But that should be followed by: "Guest Blog" (or something similar). Your
energy and creativity can still be appreciated by a captive audience in
someone else's venue. You can get many of the benefits of blogging without the
need for (daily / weekly / whatever) commitments... and make friends or build
reputation in the process.

As an example, I run a popular robotics blog myself [1]. Yet, I've also
contributed guest articles for IEEE Spectrum [2], which can have some cool
side benefits... like op-ed style pieces in academic publications [3].

[1] <http://www.hizook.com/>

[2] [http://spectrum.ieee.org/automaton/robotics/robotics-
hardwar...](http://spectrum.ieee.org/automaton/robotics/robotics-
hardware/robotics-trends-for-2012)

[3]
[http://ieeexplore.ieee.org/xpl/articleDetails.jsp?arnumber=6...](http://ieeexplore.ieee.org/xpl/articleDetails.jsp?arnumber=6174340)

------
piotr_krzyzek
One of the best points in the whole post, I think this point should have been
front-and-center: blogging isn't for everyone. Well that, and 'why are you
writing'? My wife writes and publishes content, for example, because she loves
designs and sharing it with the world though it's mostly all written from her
perspective. I write because I don't want to forget something; one of the best
ways to learn/remember is to teach ... thus I (attempt to) teach.

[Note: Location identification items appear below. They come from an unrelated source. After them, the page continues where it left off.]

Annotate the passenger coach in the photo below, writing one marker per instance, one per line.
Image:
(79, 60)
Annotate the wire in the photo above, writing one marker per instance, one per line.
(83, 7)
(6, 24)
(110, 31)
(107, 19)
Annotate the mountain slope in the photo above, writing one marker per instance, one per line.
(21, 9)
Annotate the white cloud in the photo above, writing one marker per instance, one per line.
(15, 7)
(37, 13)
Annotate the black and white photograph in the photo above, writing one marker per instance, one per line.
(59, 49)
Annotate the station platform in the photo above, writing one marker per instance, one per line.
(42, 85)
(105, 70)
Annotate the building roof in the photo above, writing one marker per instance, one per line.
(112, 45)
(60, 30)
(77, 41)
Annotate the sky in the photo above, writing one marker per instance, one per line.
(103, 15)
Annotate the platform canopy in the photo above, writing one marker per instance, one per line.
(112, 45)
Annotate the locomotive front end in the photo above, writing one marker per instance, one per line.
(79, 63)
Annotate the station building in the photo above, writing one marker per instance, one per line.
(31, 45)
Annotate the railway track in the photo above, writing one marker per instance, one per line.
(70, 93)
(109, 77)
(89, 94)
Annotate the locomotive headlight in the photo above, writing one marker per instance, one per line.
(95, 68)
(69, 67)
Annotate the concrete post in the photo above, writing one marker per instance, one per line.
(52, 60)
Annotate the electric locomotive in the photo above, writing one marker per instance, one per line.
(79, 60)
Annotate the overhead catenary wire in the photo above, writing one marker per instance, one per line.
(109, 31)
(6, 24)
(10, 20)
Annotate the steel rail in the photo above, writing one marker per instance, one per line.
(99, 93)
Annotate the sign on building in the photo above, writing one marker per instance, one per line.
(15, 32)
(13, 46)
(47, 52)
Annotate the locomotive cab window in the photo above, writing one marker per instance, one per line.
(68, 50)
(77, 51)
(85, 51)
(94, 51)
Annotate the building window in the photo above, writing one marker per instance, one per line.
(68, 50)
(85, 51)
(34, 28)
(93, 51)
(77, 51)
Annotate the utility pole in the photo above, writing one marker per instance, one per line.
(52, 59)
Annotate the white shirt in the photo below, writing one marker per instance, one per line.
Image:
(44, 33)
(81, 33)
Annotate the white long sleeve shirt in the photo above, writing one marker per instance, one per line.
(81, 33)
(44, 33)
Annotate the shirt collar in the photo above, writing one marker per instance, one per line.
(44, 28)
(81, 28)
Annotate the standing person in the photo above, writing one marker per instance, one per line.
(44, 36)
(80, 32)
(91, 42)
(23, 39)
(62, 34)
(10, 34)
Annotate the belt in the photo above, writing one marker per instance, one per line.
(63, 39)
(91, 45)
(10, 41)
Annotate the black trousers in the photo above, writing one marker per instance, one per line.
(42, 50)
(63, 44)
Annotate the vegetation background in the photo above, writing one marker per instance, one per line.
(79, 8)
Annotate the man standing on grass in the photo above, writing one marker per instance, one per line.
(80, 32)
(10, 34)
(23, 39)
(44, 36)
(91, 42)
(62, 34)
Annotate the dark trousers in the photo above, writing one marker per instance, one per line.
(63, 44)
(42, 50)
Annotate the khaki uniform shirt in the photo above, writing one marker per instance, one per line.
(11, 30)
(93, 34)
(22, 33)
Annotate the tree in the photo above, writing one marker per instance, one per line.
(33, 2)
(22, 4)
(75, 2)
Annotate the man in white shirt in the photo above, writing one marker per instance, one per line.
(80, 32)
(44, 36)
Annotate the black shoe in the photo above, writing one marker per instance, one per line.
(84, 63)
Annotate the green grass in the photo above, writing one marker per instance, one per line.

I believe there is something missing from the post though, maybe I missed it
though: people shouldn't expect to become instant blog millionaires by writing
a few posts here and there about just anything. Consistency (in voice and
sometimes in topic) plus a schedule really do make this all work. Except just
like the rabbit and the turtle: this is a race best won slowly.

------
bmac27
I've started blogging about the mobile startup space with the idea of
hopefully developing a legitimate news resource. Feature stories of my own
volition are one thing but "What to write about on a daily basis that hasn't
already been covered exhaustively in TC, Mashable etc?" is the question that
pops up in my mind most often. I'm still working on the editorial balance
between the two. The last thing I want to do is piggyback off of other, more
successful blogs.

------
francov88
Great post Dan. Wonderful to see the evolution of you, your writing and the
blog.

Keep it up!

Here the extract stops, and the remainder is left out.